As for the other man, Gary Robinson, it shows what his young life was like once he left high college. He did attempt to go to college, but he faced a lot of alcohol and drug problems himself. Even though he graduated, he struggled with finding work since in the end he always questioned his sense of purpose and what he was doing in his life. It is in Chico, California where things seem to get better for him for a while. However, in a moment of public drunkenness, he finds himself at an awful moment where is basically at his wit's end. At that moment when it seems that everything can only get worse, he comes across Duke Reynolds in a bar and becomes captivated by the older man that is covered in tattoos and is talking about feats that he would do in his days working with the circus.
The last part focuses on the friendship and bond that is formed between Duke and Gary. Kind of like Duke is imparting knowledge on to Gary like a mentor, especially since they have both faced similar trials with their drug problems. Duke's philosophy of life is a strength that he imparts upon Gary, that he should focus on today and not worry about yesterday or tomorrow. It is this mentorship that encourages Gary to follow this passion of becoming a writer since it is what makes him happy.
I really enjoyed the fact that this was based on the author's personal life and his friendship with Duke. It makes a book like this much more interesting, especially knowing that it is based on real people. Realistic fiction a lot of times seems to be a hit or miss for me, but the fact that the author pretty much comes out and explains that this book is based on him and Duke makes it a lot easier to follow. It almost seems like it could be made into a movie since the feeling of the mentorship would correlate well, the only thing is that a lot of things would have to be embellished and over exaggerated.

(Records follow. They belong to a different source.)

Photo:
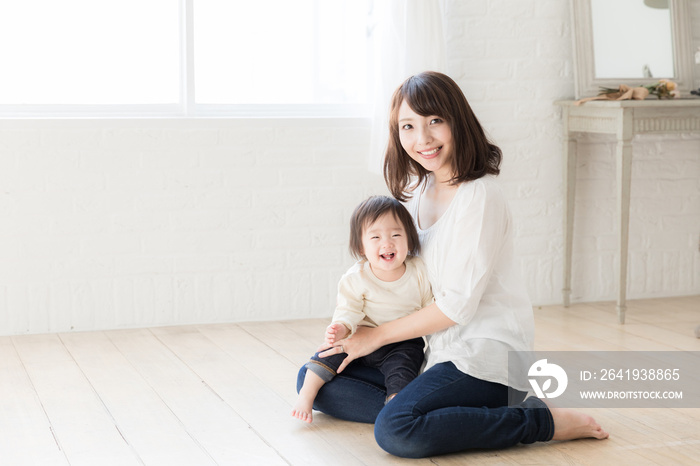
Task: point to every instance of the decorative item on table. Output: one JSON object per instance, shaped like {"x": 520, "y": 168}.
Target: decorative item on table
{"x": 663, "y": 89}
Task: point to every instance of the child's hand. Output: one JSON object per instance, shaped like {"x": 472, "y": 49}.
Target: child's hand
{"x": 335, "y": 332}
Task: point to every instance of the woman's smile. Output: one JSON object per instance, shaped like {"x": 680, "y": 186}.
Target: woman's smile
{"x": 429, "y": 154}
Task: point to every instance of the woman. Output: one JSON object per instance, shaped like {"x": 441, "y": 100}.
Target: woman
{"x": 440, "y": 160}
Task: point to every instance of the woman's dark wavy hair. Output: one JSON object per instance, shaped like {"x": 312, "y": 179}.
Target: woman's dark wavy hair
{"x": 431, "y": 93}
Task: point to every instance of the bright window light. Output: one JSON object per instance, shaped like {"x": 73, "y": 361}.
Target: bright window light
{"x": 87, "y": 52}
{"x": 280, "y": 51}
{"x": 183, "y": 57}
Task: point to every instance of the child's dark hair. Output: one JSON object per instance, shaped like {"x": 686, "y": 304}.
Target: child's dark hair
{"x": 431, "y": 93}
{"x": 369, "y": 211}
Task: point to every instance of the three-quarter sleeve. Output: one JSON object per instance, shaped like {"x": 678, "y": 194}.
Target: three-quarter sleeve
{"x": 471, "y": 250}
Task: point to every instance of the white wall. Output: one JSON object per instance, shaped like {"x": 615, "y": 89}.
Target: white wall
{"x": 126, "y": 223}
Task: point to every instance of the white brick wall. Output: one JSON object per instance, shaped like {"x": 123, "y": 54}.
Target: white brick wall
{"x": 125, "y": 223}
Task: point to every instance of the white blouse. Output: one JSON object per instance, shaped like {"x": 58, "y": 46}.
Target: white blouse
{"x": 476, "y": 282}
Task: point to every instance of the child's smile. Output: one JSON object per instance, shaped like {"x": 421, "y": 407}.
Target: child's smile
{"x": 385, "y": 245}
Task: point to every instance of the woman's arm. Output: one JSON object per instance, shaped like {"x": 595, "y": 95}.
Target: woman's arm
{"x": 366, "y": 340}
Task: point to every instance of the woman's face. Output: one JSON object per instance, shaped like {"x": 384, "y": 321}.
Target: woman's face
{"x": 427, "y": 140}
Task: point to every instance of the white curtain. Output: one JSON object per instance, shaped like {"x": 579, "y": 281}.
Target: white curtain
{"x": 407, "y": 39}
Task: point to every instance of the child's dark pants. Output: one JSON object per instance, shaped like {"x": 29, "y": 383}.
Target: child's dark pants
{"x": 399, "y": 362}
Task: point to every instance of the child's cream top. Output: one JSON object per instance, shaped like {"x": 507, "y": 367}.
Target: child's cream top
{"x": 363, "y": 299}
{"x": 476, "y": 281}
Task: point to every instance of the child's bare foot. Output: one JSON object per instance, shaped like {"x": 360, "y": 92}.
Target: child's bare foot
{"x": 303, "y": 409}
{"x": 570, "y": 424}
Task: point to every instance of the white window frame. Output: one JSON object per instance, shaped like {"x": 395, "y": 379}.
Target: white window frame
{"x": 187, "y": 107}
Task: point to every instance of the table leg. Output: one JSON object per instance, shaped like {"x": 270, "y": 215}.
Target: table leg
{"x": 569, "y": 205}
{"x": 624, "y": 175}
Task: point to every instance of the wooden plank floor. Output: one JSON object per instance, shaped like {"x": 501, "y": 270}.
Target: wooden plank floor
{"x": 221, "y": 394}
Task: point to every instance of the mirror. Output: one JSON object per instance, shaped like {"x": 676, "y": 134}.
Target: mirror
{"x": 631, "y": 42}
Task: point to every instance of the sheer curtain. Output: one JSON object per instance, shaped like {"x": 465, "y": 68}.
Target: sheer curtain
{"x": 407, "y": 39}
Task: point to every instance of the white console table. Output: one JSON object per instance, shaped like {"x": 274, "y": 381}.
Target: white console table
{"x": 625, "y": 119}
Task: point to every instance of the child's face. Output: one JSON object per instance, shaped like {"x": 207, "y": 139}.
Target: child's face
{"x": 427, "y": 140}
{"x": 385, "y": 245}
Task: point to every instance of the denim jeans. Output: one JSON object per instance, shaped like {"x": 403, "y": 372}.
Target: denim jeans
{"x": 399, "y": 362}
{"x": 442, "y": 411}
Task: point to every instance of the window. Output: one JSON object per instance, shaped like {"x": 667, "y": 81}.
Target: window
{"x": 192, "y": 57}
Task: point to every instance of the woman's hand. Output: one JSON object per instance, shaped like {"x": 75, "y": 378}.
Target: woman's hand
{"x": 363, "y": 342}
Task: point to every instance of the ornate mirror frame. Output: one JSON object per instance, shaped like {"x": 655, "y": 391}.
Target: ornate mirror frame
{"x": 587, "y": 85}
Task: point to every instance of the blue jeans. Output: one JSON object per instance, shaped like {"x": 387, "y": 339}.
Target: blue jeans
{"x": 442, "y": 411}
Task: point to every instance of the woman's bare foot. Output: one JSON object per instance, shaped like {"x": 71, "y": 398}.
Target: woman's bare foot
{"x": 303, "y": 409}
{"x": 570, "y": 424}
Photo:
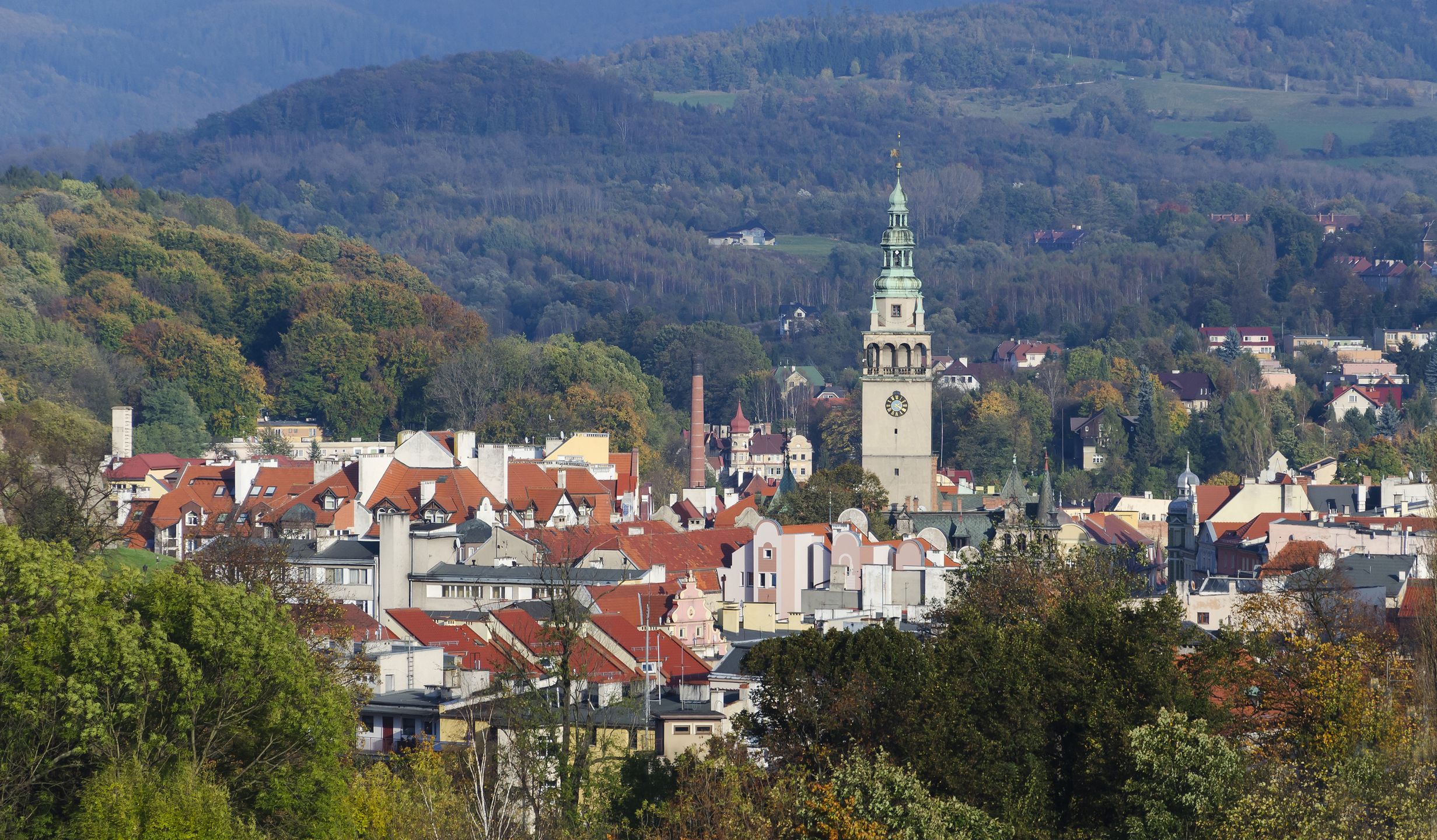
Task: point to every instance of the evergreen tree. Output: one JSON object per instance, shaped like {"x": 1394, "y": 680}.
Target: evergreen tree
{"x": 1232, "y": 346}
{"x": 1387, "y": 420}
{"x": 1146, "y": 436}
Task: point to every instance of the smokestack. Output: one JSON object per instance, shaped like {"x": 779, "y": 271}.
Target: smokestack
{"x": 696, "y": 427}
{"x": 121, "y": 431}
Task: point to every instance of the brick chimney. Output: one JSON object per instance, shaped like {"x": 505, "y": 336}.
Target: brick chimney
{"x": 696, "y": 427}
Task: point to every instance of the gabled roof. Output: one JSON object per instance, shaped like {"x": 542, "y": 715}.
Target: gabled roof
{"x": 1189, "y": 385}
{"x": 342, "y": 486}
{"x": 684, "y": 551}
{"x": 729, "y": 516}
{"x": 674, "y": 660}
{"x": 687, "y": 512}
{"x": 457, "y": 490}
{"x": 767, "y": 446}
{"x": 587, "y": 658}
{"x": 1295, "y": 556}
{"x": 137, "y": 467}
{"x": 197, "y": 487}
{"x": 638, "y": 602}
{"x": 459, "y": 641}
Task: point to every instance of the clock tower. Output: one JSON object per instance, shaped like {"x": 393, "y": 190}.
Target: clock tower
{"x": 898, "y": 371}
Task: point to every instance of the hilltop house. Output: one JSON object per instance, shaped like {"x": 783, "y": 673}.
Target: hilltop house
{"x": 749, "y": 233}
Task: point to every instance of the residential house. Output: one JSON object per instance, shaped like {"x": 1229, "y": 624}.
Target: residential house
{"x": 1298, "y": 342}
{"x": 954, "y": 374}
{"x": 1390, "y": 341}
{"x": 1256, "y": 341}
{"x": 1058, "y": 240}
{"x": 1093, "y": 439}
{"x": 795, "y": 377}
{"x": 1022, "y": 354}
{"x": 1193, "y": 390}
{"x": 749, "y": 233}
{"x": 1333, "y": 223}
{"x": 1277, "y": 375}
{"x": 795, "y": 318}
{"x": 1383, "y": 275}
{"x": 1360, "y": 397}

It is in my opinion that this book deserves a score of 4 out of 4 stars. It was well done and felt believable. The language could be a bit coarse since it was explicit, but it seemed to go with the story and scenarios that were portrayed. My favorite part was when Gary and Duke started bonding as friends and traveling together because it gave a sense of how they viewed each other. This was a great way for the author to honor his friend.
In the future, I would be interested in reading more works by Gary Robinson. His views of the world are very direct and raw in a way that shows that he isn't afraid to show the more negative side of life. I will be keeping my eyes open for his future books, especially if they cover the life of another interesting individual. Thank you for sharing this story with me.